Dorotheenthal war eine Besitzung der Claudius, ein altertümliches, einst adliges Herrenhaus, das, samt einem Dorf, sehr tief auf ziemlich enger Thalsohle lag. Die Firma stützte ihren Betrieb weit mehr noch auf die Ländereien in Dorotheenthal, als auf die Gärten zu K. Die Holzsämereien waren ganz auf diesen Distrikt verwiesen, und besonders hatten kostbare Koniferenexemplare Dorotheenthal eine Art Ruf verschafft. Die einzelnen Blumengattungen waren hier ackerweise vertreten, und Ananas-, Orchideen- und Kaktushäuser umkreisten in bedeutender Anzahl das Schlößchen.
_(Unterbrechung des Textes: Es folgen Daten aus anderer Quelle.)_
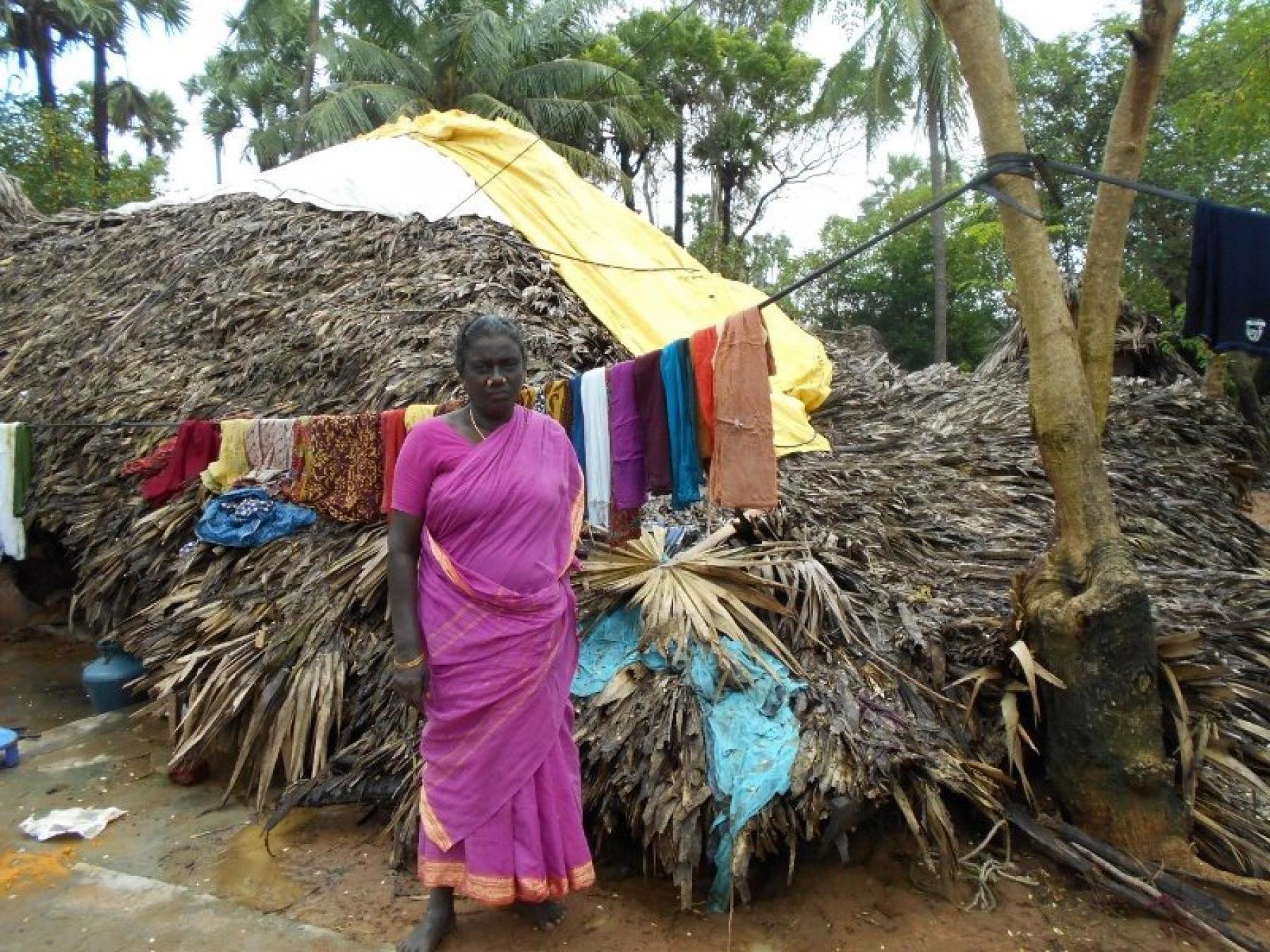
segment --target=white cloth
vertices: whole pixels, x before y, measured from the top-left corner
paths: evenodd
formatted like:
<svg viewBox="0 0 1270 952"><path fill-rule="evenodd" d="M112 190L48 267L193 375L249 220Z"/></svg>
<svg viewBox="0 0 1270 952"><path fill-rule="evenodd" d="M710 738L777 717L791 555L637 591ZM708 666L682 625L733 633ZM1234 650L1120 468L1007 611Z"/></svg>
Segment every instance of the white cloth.
<svg viewBox="0 0 1270 952"><path fill-rule="evenodd" d="M0 556L27 557L27 528L13 512L14 454L18 448L17 423L0 423Z"/></svg>
<svg viewBox="0 0 1270 952"><path fill-rule="evenodd" d="M587 447L587 522L608 531L613 461L608 449L608 378L603 367L582 374L582 413Z"/></svg>
<svg viewBox="0 0 1270 952"><path fill-rule="evenodd" d="M428 221L479 215L508 223L466 169L409 136L353 140L210 192L173 192L150 202L130 202L116 211L132 215L239 194L282 198L333 212L373 212L392 218L422 215ZM465 195L470 198L455 208Z"/></svg>

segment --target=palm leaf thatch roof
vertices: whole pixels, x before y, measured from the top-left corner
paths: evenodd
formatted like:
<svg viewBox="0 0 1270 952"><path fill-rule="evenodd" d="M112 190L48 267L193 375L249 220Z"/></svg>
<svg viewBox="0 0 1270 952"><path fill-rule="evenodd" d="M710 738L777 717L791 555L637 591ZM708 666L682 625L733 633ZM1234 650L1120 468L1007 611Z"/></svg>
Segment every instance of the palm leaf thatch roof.
<svg viewBox="0 0 1270 952"><path fill-rule="evenodd" d="M453 331L481 310L525 324L531 378L624 357L514 237L488 221L257 198L0 231L0 259L20 261L0 273L0 416L433 402L456 385ZM1011 770L1035 759L1024 732L1038 670L1016 647L1012 580L1043 551L1053 505L1022 368L906 374L866 335L831 347L834 390L814 423L836 451L782 461L780 510L672 569L693 592L725 590L744 611L719 626L775 638L808 685L791 788L738 840L743 892L752 857L792 857L822 835L841 847L889 803L927 858L955 867L949 798L998 816L1021 796ZM387 803L405 859L418 720L387 689L385 528L323 523L245 552L193 545L196 490L150 512L118 476L161 435L37 430L30 513L77 565L76 623L145 659L175 760L227 753L262 806L279 781L283 807ZM1270 585L1264 533L1238 510L1256 476L1250 440L1186 380L1116 382L1107 462L1153 597L1195 839L1265 876ZM584 602L632 589L632 564L658 571L659 543L641 545L654 548L602 552ZM643 597L659 584L645 578ZM649 633L669 650L705 617L672 608L658 603ZM629 669L580 704L578 734L593 834L634 836L687 902L719 805L682 671Z"/></svg>

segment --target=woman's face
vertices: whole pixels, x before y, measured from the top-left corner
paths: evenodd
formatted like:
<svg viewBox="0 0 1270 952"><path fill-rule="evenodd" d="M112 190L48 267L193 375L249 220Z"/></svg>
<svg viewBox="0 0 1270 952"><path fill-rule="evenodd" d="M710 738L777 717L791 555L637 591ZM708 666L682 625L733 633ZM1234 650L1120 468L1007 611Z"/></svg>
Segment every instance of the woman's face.
<svg viewBox="0 0 1270 952"><path fill-rule="evenodd" d="M525 362L511 338L480 336L469 341L460 374L472 409L481 416L505 420L525 386Z"/></svg>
Einige kleine Seen und ein ziemlich reißender Fluß, der das Thal durchschnitt, erleichterten den kolossalen Betrieb ungemein; aber in diesem Augenblick war das hilfreiche Element zum teuflischen Feind geworden – die Seen waren übergetreten, und der Fluß hatte sich, einen Damm durchsprengend, mit ihnen vereint, wie Eckhof noch herüberrief, ehe er in der Halle verschwand.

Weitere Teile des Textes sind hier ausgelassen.